London SE1 website team

The little-known Stone Theatre Gallery under the railway arches off Hercules Road is for a month filled with huge marble sculpture and large forest photographs.

Forest Form at the Stone Theatre Gallery
Forest Form at the Stone Theatre Gallery

The former are by sculptor Paul Vanstone and the latter by photographer David Anthony Hall.

Paul Vanstone has called his exhibition Form to reflect the many onyx and marble heads and torsos. The onyx examples are in Iranian, Iranian Red, Parkistan and Turkish. The marble includes Belgian Black, Portuguese, Indian Rainforest, Italian Tuscan, Tinos Greek and Carrara Italian.

These are all striking pieces standing in pebbles each side of the indoor walkway.

Vanstone has worked at the traditional marble carving studios near the Carrera quarries in Italy and learnt Indian marble carving techniques in Rajasthan.

Afterwards he was an assistant to Anish Kapoor carving works shown at leading galleries including the Tate Modern.
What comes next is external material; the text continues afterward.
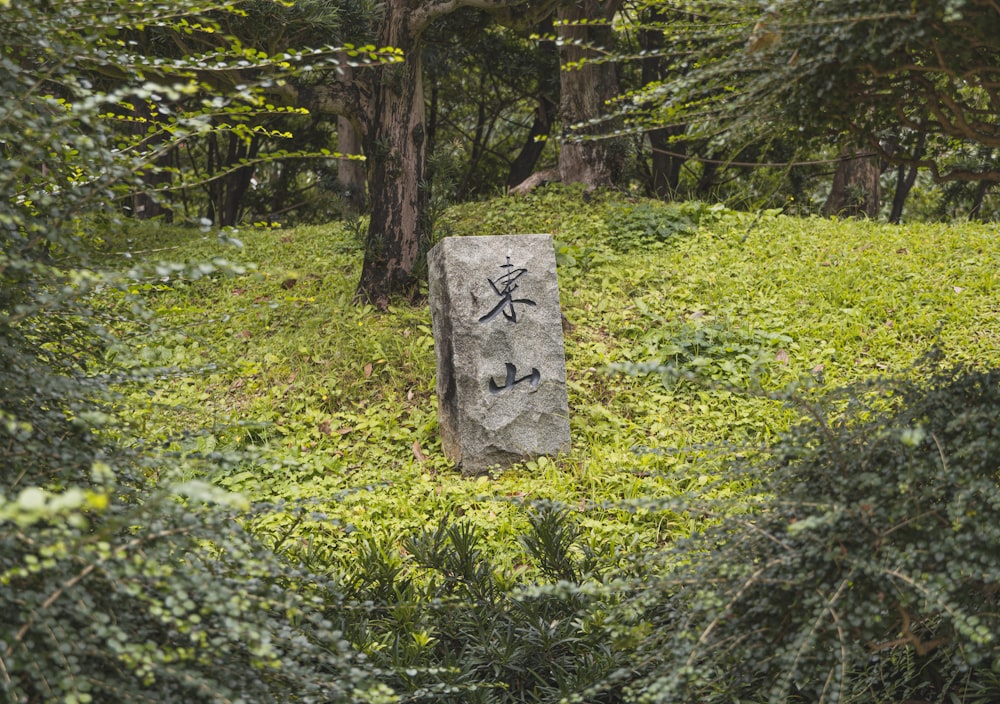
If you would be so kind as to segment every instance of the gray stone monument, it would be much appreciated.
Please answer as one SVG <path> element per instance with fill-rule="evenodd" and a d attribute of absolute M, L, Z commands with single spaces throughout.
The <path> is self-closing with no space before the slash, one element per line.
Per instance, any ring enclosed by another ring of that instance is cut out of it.
<path fill-rule="evenodd" d="M 480 474 L 569 450 L 552 238 L 446 237 L 427 265 L 445 454 Z"/>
Vanstone's own work has been shown at the British Musem and the Victoria & Albert Museum.

Vanstone's smooth surface works also feature in gardens and most notably at Lord and Lady Carrington's manor house in Buckinghamshire. In the gallery with the large forest photographs there is also the feel of being in a garden. Indeed Paul Vanstone's sculptures once enhanced a David Anthony Hall exhibition at the Cheslea Flower Show.

Hall's Forest exhibition at the Stone Theatre Gallery is a series of his very large prints capturing light filtering through trees. It is often possible to appreciate tiny detail on a leaf. This is achieved by his unusual method of mounting ultra-high-resolution prints on acrylic.

All seasons receive his treatment from spring and autumn to snow and there are different trees at different times of day and night.

This unusual collaboration can be seen at the gallery alongside CP Hart bathroom showroom Monday to Saturday until 11 May.